Bem, talvez eu estivesse um pouco preocupada com a minha reputação. Não seria nada bom se as pessoas interpretassem de maneira errada aquela situação toda. Eu não estava passando a noite com o garoto Cullen porque queria, estava lá para cuidar dele e para cuidar dele apenas. Mas será que os outros entenderiam? Eu ainda tinha sonhos para depois da guerra. Qualquer erro ou passo para fora dos limites poderia arruinar a minha chance de me casar com um bom homem.

O Sargento pareceu ponderar por alguns segundos e depois suspirou, fitando-me com seus olhos azuis brilhantes.

─ Tem razão. ─ Suspirou novamente ─ Não é justo que tenha que pagar por uma decisão minha, eu quem não deveria tê-lo deixado ir para a guerra. ─ Ele fez um biquinho e por um momento pensei que aquele era um jeito de tentar me persuadir a ficar naquela cabana, mas ele não parecia estar fingindo.

─ Deixe, vai. Está tudo bem, vou ficar.

Ele já tinha tarefas e preocupações demais. O que me custaria... Claro, talvez me custasse sim, talvez eu estivesse pondo o meu futuro a perder ao passar a noite com um homem, mesmo que não fosse por motivos que, de fato, “manchassem a minha honra”. Mas eu não conseguiria dizer não a alguém necessitado.

E o garoto Cullen... Edward, ele estava muito debilitado e eu sabia que poderia cuidar perfeitamente dele, embora, se tivesse ajuda, tudo seria ainda mais fácil.

─ Obrigado, Isabella!

Surpreendi-me quando o Sargento adentrou a cabana subitamente e abraçou-me com força, erguendo-me do chão devido à nossa diferença de altura. Não estava acostumada a receber gestos de carinho e afeto dos soldados, menos ainda dele, que costumava se manter mais contido – fisicamente –, apesar de todas as brincadeiras.

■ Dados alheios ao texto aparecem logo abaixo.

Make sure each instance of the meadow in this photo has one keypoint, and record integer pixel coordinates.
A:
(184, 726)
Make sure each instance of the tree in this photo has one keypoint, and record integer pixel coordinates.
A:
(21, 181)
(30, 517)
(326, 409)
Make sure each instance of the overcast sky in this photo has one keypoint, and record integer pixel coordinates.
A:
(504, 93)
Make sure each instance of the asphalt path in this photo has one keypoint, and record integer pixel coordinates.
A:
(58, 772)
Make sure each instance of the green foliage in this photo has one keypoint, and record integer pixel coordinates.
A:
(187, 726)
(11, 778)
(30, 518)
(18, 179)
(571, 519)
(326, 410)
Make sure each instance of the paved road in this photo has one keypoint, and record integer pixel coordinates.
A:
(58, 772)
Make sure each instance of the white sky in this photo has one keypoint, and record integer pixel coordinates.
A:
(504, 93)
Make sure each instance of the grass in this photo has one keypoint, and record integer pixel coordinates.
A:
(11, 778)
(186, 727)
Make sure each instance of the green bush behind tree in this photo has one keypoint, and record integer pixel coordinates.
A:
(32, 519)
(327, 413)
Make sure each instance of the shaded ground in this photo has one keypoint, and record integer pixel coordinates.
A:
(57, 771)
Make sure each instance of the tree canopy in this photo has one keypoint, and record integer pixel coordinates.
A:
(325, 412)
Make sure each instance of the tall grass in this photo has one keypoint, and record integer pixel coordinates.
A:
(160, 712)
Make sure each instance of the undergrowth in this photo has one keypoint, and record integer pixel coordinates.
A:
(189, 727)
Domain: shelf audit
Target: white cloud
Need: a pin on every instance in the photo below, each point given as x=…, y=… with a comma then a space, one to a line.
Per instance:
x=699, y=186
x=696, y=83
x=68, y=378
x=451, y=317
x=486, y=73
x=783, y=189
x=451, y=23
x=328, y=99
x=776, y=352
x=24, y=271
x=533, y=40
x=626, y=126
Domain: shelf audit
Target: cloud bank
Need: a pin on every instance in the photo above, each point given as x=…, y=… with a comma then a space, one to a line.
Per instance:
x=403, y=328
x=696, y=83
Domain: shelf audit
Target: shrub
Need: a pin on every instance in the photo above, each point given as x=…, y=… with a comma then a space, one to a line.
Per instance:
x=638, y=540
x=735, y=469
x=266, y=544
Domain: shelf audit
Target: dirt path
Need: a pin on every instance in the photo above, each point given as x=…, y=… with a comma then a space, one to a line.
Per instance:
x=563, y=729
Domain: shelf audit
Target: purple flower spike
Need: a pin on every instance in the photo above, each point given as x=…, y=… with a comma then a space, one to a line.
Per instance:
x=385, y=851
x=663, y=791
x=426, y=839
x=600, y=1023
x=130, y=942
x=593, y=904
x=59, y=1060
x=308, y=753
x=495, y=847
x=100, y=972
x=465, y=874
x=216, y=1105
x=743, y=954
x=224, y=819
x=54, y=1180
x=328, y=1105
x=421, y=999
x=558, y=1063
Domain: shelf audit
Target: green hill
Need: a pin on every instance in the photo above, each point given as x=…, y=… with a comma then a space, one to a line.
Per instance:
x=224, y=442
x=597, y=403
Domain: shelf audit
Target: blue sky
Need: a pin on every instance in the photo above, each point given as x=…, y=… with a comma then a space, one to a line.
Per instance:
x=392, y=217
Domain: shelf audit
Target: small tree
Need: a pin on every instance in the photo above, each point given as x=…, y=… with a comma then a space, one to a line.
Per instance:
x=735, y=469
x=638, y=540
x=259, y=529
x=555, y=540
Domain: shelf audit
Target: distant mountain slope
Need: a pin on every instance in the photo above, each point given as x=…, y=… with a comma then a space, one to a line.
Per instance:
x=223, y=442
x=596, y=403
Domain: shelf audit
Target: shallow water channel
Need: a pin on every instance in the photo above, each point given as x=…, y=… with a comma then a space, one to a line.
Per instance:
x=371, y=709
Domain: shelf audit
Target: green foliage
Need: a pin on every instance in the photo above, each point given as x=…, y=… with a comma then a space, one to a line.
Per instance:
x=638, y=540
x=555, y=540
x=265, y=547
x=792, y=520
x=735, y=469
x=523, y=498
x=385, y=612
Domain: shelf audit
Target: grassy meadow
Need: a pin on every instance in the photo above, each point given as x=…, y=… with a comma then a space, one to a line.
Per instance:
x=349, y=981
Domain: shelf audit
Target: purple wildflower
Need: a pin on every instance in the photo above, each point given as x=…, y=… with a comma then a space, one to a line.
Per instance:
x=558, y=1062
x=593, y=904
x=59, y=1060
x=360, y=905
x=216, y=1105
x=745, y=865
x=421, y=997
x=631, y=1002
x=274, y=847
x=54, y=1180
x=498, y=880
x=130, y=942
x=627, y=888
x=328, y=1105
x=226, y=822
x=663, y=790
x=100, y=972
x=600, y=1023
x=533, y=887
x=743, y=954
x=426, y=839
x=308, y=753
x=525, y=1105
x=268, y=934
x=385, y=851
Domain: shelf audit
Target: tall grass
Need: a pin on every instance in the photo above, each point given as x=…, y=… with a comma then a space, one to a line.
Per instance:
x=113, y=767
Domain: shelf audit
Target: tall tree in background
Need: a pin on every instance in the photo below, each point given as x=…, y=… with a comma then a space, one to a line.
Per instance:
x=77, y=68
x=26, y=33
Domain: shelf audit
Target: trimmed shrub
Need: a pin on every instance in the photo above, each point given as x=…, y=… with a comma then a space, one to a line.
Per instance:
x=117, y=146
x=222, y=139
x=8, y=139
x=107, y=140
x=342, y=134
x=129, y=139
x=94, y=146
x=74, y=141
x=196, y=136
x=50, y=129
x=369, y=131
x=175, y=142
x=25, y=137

Abracei-o de volta, meio sem jeito, e ele deu uma risadinha antes de me colocar no chão.

─ Garoto de sorte, esse Cullen. Vai tê-la só para ele ─ murmurou, acariciando minha bochecha esquerda com um dedão, e fiquei vermelha na hora, ao mesmo tempo em que meu coração acelerava. O que ele queria dizer com aquilo?

O Sargento se inclinou um pouco mais, segurando meu rosto com ambas as mãos, e meu coração batia tão acelerado que temi desenvolver uma arritmia; a minha respiração ficou descompassada e a dele estava próxima demais ao meu rosto – de uma maneira que qualquer outro rapaz jamais estivera!

Sentia uma animação e uma esperança por parte dele e não sabia muito como reagir, estaria ele em suas faculdades mentais saudáveis? Ele queria me beijar? Seria certo deixá-lo?

─ Sargento ─ sussurrei, de olhos arregalados pela surpresa. Apoiei minhas mãos em seus ombros e “empurrei-o”. Obviamente, ele nem se moveu, porque era muito mais forte do que eu, mas pelo menos retesou o corpo, franzindo o cenho.

Balançou a cabeça negativamente, como se para clarear a sua mente, e me sorriu.

─ Desculpe, Isabella ─ murmurou, ainda fazendo carinhos na pele de meu rosto.

─ Acho melhor...

─ Tenho que ir ─ completou ele, abaixando levemente o meu rosto e beijando minha testa carinhosamente. Suspirei e minhas bochechas coraram ainda mais. O Sargento estava mesmo nutrindo algum sentimento por mim?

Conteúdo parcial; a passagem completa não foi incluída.